In January, Yechury tendered his resignation as party head after the Central Committee rejected his draft of the main political resolution to be placed before this week’s party congress and adopted the resolution submitted by the Karat faction.

On the orders of the party leadership, Yechury agreed to remain in his post. But he has made clear that he and his supporters will exercise their right to overturn the Karat faction’s “tactical line” at this week’s congress.

According to press reports, more than seven thousand amendments to the fifty plus-page resolution have been submitted. A large number of these are said to directly pertain to the policy split within the party leadership.

The Karat faction is also reported to be preparing a challenge to Yechury’s re-election as general secretary, although he only assumed the post at the last congress in 2015. The general secretary will be selected by the incoming Central Committee and announced at the congress’s conclusion.

Behind the deep factional cleavage lies a huge erosion of the party’s electoral support, as a result of its implementation of right-wing policies where it has held state office and its close identification with Congress Party-led national governments, and of its influence within the Indian political establishment.

As recently as 2009, the CPM-led Left Front was the third-largest force in India’s parliament and governed three states, including West Bengal, where it held office since 1977.

Today it has less than a dozen seats in the Lok Sabha, the lower house of the national parliament, and forms government only in Kerala.

The Yechury faction, which is based in West Bengal, fears that without an explicit bloc with Congress it will be wiped out in the 2019 elections, due to the state’s increasing electoral polarization between the Trinamul Congress and the BJP.

The Kerala-based Karat faction, on the other hand, believes that any explicit CPM bloc or “understanding” with the Congress will damage their prospects in Kerala, where the Congress is the Left Front’s principal adversary.
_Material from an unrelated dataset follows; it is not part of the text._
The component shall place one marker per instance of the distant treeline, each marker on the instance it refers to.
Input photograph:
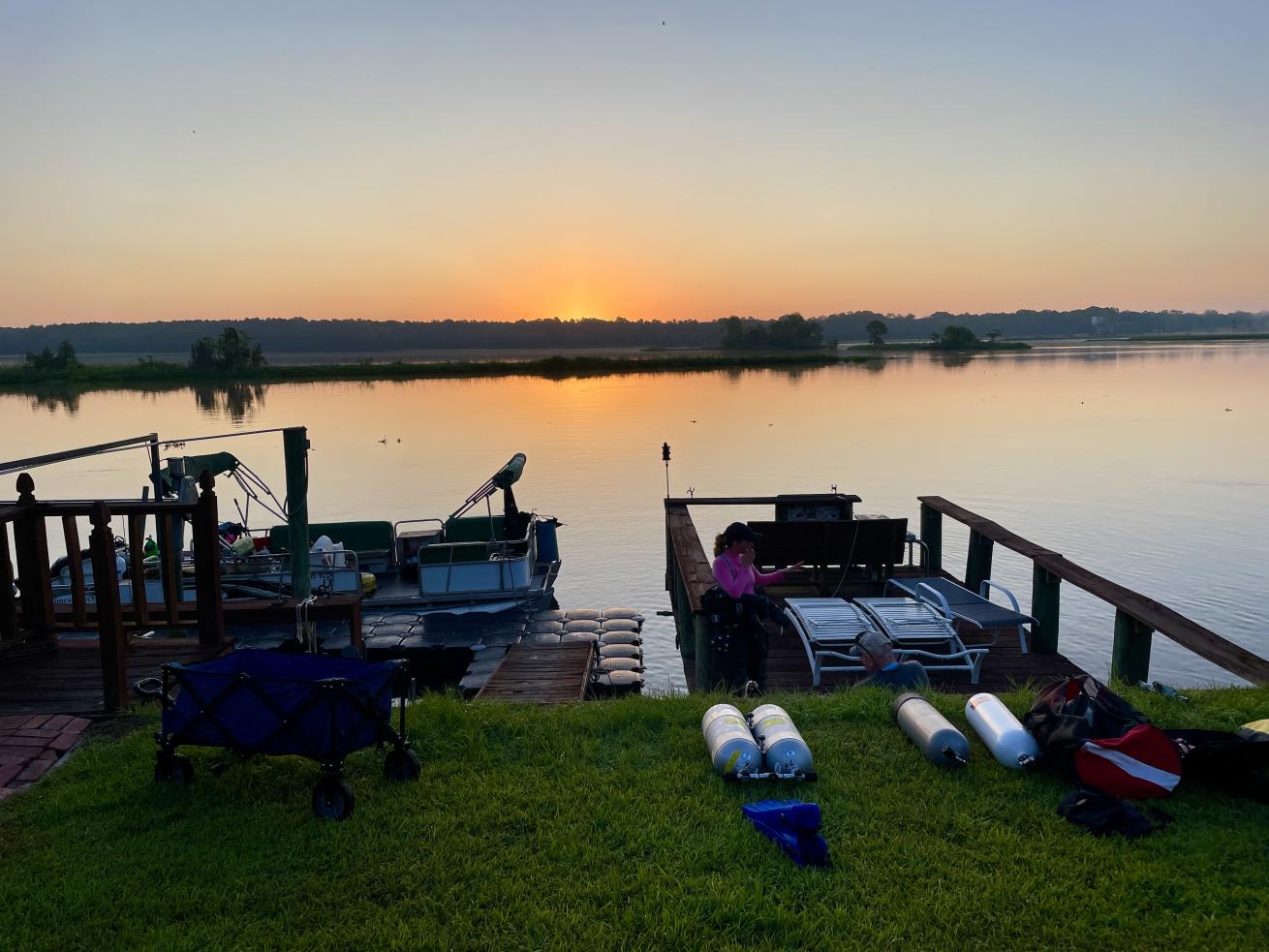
(278, 335)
In addition to these conflicting electoral compulsions, the Karat faction, which includes much of the CPM-allied Centre of Indian Trade Unions bureaucracy, is motivated by its fear that allying with the Congress will only further discredit the CPM among working people and under conditions where there could be a rapid shift left. In this regard, Karat has highlighted the groundswell of support for the British Labour Party “left” Jeremy Corbyn, because of his claims to oppose austerity and war.

Shorn of its left-sounding rhetorical flourishes, Karat’s call for the CPM to focus on building “people’s movements” is based on the calculation that the Stalinists’ can best regain their influence within the Indian bourgeoisie by demonstrating that they continue to play a vital role in containing and politically smothering social opposition.

The real attitude of the Stalinists to the growing resistance of the working class is typified by their abandonment of the Maruti Suzuki workers who have been jailed for life on frame-up murder charges for challenging the sweatshop conditions that prevail in India’s new globally connected manufacturing industries.

Continuing their efforts to isolate the Maruti Suzuki workers, the Stalinists’ 50-page plus resolution contains not a single reference to them or their plight, although it is common knowledge that employers across Indian routinely threaten to “do a Maruti Suzuki” to intimidate and silence worker opposition.